Les prix de revente du cannabis, de la cocaïne et de l’héroïne au détail n’ont pas augmenté entre 2022 et 2023, quand il était permis de s’attendre à leur hausse en raison d’un marché affecté par d’importantes saisies.
C’est, d’après les observateurs, le signe incontestable que, malgré la multiplication des opérations policières, les stocks saisis et le démantèlement de filières structurées, l’offre de drogues semble pratiquement inépuisable.
Une note détaillée du ministère de l’intérieur consacrée au prix de revente des stupéfiants en 2023 le démontre mieux que toute analyse économique et plus efficacement que n’importe quel discours politique. En résumé, les prix de revente au détail n’ont pas augmenté, quand il était permis de s’attendre à leur hausse en raison d’un marché affecté par d’importantes saisies (128 tonnes de cannabis et 27,7 tonnes de cocaïne en 2022). Résine et herbe de cannabis ou cocaïne : leur valeur marchande dans les « fours » des cités ou sur les call centers dématérialisés est restée inchangée entre 2022 et 2023, soit un prix au gramme de 8 euros pour la résine et de 10 euros pour l’herbe – stable depuis cinq ans pour les deux – et une infime hausse du prix de la cocaïne, qui passe de 65 à 66 euros le gramme. Pour ce dernier produit, le prix de gros a même enregistré, depuis 2014, « une baisse tendancielle » et dans certaines zones comme la Guadeloupe, située à proximité immédiate de pays producteurs, son prix au gramme défie toute concurrence : 19 euros.
Plus inquiétant encore : le prix de l’héroïne a légèrement baissé, passant de 30 à 28 euros le gramme alors même que la production de l’Afghanistan, leader mondial, a connu un effondrement, divisée par 18 entre 2022 (6 200 tonnes produites) et 2023 (333 tonnes).
Entre-temps, sous l’effet d’une réadaptation quasi instantanée du marché, la Birmanie a pris le relais de la production de pavot à opium, passée de 790 tonnes en 2022 à plus de 1 000 tonnes l’année suivante.
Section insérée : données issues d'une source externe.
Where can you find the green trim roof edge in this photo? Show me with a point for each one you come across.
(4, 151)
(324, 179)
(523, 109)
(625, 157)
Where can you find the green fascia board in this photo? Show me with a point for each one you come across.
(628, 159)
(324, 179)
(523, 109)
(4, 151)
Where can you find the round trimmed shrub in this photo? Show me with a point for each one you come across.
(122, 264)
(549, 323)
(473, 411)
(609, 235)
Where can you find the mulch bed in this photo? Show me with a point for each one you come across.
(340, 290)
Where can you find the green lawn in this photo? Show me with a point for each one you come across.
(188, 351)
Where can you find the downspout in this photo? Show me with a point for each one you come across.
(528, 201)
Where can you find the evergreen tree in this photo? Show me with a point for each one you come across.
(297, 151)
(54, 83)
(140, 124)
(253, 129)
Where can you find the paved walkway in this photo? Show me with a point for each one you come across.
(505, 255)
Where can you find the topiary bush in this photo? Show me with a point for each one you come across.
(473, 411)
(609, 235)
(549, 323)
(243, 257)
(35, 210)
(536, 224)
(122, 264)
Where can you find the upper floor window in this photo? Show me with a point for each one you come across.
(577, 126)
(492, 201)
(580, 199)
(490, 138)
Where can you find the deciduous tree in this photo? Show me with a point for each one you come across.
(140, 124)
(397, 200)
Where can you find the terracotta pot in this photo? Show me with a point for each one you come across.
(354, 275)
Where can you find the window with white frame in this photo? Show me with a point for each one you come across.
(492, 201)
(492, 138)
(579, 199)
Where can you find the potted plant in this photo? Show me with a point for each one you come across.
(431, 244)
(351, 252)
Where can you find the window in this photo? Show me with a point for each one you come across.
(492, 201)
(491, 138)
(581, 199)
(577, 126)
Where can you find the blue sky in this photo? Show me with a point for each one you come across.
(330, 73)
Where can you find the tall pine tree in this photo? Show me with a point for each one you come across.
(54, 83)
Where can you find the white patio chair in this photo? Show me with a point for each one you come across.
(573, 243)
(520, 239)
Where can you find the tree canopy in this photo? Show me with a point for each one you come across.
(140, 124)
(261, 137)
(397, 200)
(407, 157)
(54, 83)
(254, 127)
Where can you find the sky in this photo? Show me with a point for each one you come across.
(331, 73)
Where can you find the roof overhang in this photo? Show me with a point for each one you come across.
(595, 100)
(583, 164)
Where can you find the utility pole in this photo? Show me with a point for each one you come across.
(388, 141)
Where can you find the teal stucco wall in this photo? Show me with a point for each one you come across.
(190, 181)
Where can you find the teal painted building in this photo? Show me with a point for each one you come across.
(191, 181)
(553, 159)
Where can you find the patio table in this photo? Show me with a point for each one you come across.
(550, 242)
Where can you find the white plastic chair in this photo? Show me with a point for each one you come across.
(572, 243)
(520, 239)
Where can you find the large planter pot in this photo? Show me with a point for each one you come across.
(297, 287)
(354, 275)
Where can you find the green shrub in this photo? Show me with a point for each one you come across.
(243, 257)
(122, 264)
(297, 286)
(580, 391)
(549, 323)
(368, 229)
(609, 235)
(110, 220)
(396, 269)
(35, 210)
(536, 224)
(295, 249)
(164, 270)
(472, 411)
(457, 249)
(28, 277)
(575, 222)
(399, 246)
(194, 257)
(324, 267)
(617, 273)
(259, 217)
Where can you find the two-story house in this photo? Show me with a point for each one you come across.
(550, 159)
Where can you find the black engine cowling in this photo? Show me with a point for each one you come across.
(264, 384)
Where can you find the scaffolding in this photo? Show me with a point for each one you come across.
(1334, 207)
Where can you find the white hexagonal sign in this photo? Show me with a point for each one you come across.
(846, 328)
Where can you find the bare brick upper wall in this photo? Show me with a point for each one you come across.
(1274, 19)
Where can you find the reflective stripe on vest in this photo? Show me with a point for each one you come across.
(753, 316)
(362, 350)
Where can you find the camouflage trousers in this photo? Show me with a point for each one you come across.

Le document offre également une perspective sur la démultiplication des profits engendrés par le trafic. Achetée au Maroc à 645 euros le kilo, la résine de cannabis se négocie près de cinq fois plus cher au prix de gros une fois arrivée en France, pour un prix de revente moyen de 8 euros le gramme au détail, soit un coefficient multiplicateur final de 12,2. L’exemple est encore plus frappant avec la cocaïne. L’extension des surfaces cultivées en Amérique latine – qui gagne des pays comme le Venezuela, le Honduras, le Guatemala ou le Salvador –, associée à la modernisation des techniques de production et de transformation de la pâte de coca, engendre des coûts de production relativement faibles et, par conséquent, un prix d’achat au kilo de très bon marché, de l’ordre de 1 000 euros.
Disparités entre les régions
Ce prix quintuple une première fois lorsque la marchandise atteint un pays de rebond comme le Brésil (5 400 euros le kilo) et une seconde fois en arrivant en Europe (22 255 euros le kilo aux Pays-Bas). Une fois en France, elle atteint le prix de gros de 32 586 euros avant d’être revendue aux alentours de 65 euros le gramme. De la Colombie aux cités des grandes agglomérations françaises, sa valeur a donc été multipliée par… 65.
Dès lors, le prix moyen constaté pour la vente au détail, alimentée par un flux quasi ininterrompu, ne varie pas, même si de flagrantes disparités demeurent entre les régions. Ainsi, le kilo de résine de cannabis au prix de gros se négocie-t-il aux alentours de 4 500 euros dans les Hauts-de-France et le Grand Est, quand il n’excède pas 2 569 euros en Occitanie.
La situation est inversée pour l’héroïne, moitié moins chère dans les Hauts-de-France (10 621 euros le kilo au prix de gros) qu’en Occitanie (22 375 euros). Une telle cartographie présente le mérite d’illustrer de manière flagrante la disponibilité du produit – et donc sa valeur – en fonction de ses voies d’importation.
Le trafic dans le Midi bénéficie de la proximité immédiate de l’Espagne, voie de transit privilégiée pour le cannabis venant du Maroc, quand le nord du pays se situe dans la zone de chalandise de trafiquants qui importent majoritairement l’héroïne depuis les ports du Havre et du nord de l’Europe, où elle est ensuite dispatchée entre les Pays-Bas, la Belgique et traverse sans peine la zone frontalière française. La géopolitique des drogues se joue, aussi, à l’échelon local.